Tuesday’s airstrike near the soup kitchen in Mashrou’ Beit Lehia was a part of a broader Israeli military a campaign launched last Sunday known as “Operation Gideon’s Chariots.” It involves intense bombardment in the north intended to push Palestinians further south, eventually concentrating Gaza’s population of about 2.1 million people into what Israeli Prime Minister Benjamin Netanyahu called a “sterile zone,” completely controlled by the Israeli military. The Israeli government has also used the term – “sterile zone” – in the occupied West Bank to refer to areas that isolate Palestinians while giving access to Israeli settlers. The zone would be the only place in the strip where Palestinians could receive food and aid supplies. Aid would be funneled into four distribution sites, with three in southern Gaza run by a new Swiss-based nonprofit and two U.S.-based security firms.

Both Israel and the U.S. claim the aid plan is meant to keep supplies from getting in the hands of Hamas, which they accuse of stealing goods and enriching themselves in the black market, an allegation denied by both Hamas and aid groups.

Earlier this month at a Jewish settler conference, Israeli Finance Minister Bezalel Smotritch, a member of Netanyahu’s far-right cabinet who has long called for the establishment of Jewish settlements in Gaza, previewed the plan to push Palestinians to the south, referring to southern Gaza as “a humanitarian zone” along its border with Egypt. From the south, he said according to translations from Hebrew, Palestinians “will start to leave in great numbers to third countries” due to poor living conditions.
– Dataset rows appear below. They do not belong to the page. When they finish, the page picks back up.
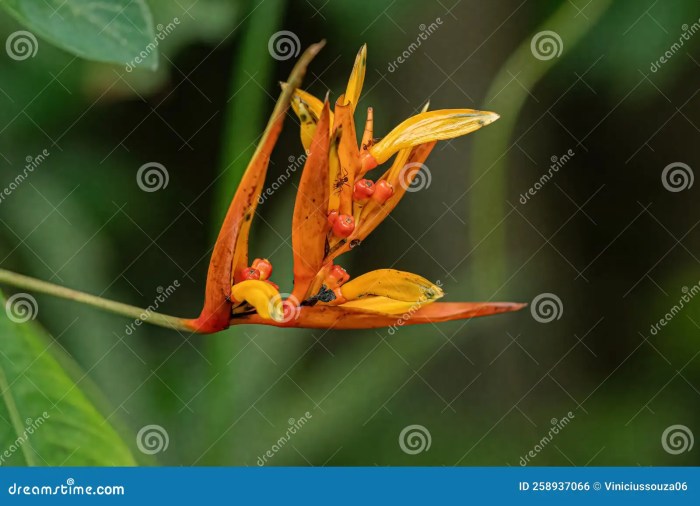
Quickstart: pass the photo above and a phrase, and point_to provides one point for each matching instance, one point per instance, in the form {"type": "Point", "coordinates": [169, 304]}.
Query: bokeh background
{"type": "Point", "coordinates": [604, 236]}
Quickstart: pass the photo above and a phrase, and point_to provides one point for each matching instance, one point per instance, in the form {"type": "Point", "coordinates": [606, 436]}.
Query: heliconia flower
{"type": "Point", "coordinates": [336, 208]}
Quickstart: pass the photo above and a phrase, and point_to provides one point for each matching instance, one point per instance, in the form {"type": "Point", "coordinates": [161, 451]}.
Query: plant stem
{"type": "Point", "coordinates": [487, 206]}
{"type": "Point", "coordinates": [137, 313]}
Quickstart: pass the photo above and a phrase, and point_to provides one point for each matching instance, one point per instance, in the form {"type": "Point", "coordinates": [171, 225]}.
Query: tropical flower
{"type": "Point", "coordinates": [336, 208]}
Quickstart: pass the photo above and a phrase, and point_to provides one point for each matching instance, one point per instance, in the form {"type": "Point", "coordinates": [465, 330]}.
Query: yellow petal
{"type": "Point", "coordinates": [384, 305]}
{"type": "Point", "coordinates": [430, 126]}
{"type": "Point", "coordinates": [394, 284]}
{"type": "Point", "coordinates": [262, 296]}
{"type": "Point", "coordinates": [357, 78]}
{"type": "Point", "coordinates": [308, 109]}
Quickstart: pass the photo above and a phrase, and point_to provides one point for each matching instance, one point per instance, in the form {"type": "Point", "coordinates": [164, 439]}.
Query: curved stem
{"type": "Point", "coordinates": [137, 313]}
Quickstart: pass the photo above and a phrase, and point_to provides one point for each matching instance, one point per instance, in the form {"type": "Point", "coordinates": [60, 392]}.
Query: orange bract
{"type": "Point", "coordinates": [331, 216]}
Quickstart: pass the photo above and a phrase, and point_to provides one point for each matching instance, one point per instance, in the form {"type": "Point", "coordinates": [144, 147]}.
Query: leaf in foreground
{"type": "Point", "coordinates": [45, 418]}
{"type": "Point", "coordinates": [114, 31]}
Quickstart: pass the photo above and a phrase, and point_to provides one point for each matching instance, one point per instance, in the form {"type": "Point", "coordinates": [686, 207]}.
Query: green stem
{"type": "Point", "coordinates": [487, 206]}
{"type": "Point", "coordinates": [137, 313]}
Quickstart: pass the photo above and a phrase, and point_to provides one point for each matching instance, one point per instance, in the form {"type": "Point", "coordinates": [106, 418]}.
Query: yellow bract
{"type": "Point", "coordinates": [357, 78]}
{"type": "Point", "coordinates": [384, 305]}
{"type": "Point", "coordinates": [262, 296]}
{"type": "Point", "coordinates": [430, 126]}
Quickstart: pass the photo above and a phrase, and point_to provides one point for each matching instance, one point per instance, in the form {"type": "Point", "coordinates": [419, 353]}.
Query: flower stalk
{"type": "Point", "coordinates": [137, 313]}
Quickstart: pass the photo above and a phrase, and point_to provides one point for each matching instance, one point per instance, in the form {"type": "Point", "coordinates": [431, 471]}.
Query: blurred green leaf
{"type": "Point", "coordinates": [45, 419]}
{"type": "Point", "coordinates": [115, 32]}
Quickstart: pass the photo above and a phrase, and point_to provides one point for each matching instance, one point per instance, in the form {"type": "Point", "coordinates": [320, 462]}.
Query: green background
{"type": "Point", "coordinates": [604, 234]}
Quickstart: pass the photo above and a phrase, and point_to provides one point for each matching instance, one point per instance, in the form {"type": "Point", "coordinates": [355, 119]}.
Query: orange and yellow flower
{"type": "Point", "coordinates": [336, 208]}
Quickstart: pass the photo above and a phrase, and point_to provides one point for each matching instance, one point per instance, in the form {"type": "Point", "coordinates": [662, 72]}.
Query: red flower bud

The southern Gaza area where Israel intends to push Palestinians has been under Israeli occupation since late March, when its military forced civilians out of the area’s largest city, Rafah. Though much of Rafah already lay in ruins from previous bombing campaigns, the Israeli military has been destroying what few structures remain. During its occupation, Israel established the Morag Corridor – a new road named for a former Israeli settlement in Gaza – that cuts off southern Gaza from the rest of the strip. While Netanyahu has said the security corridor is intended to root out Hamas militants, officials have also been vocal about their intent to erase Palestinian civilians.

“They will be totally despairing,” Smotritch said of Palestinians during the pro-settler conference, “understanding that there is no hope and nothing to look for in Gaza, and will be looking for relocation to begin a new life in other places.”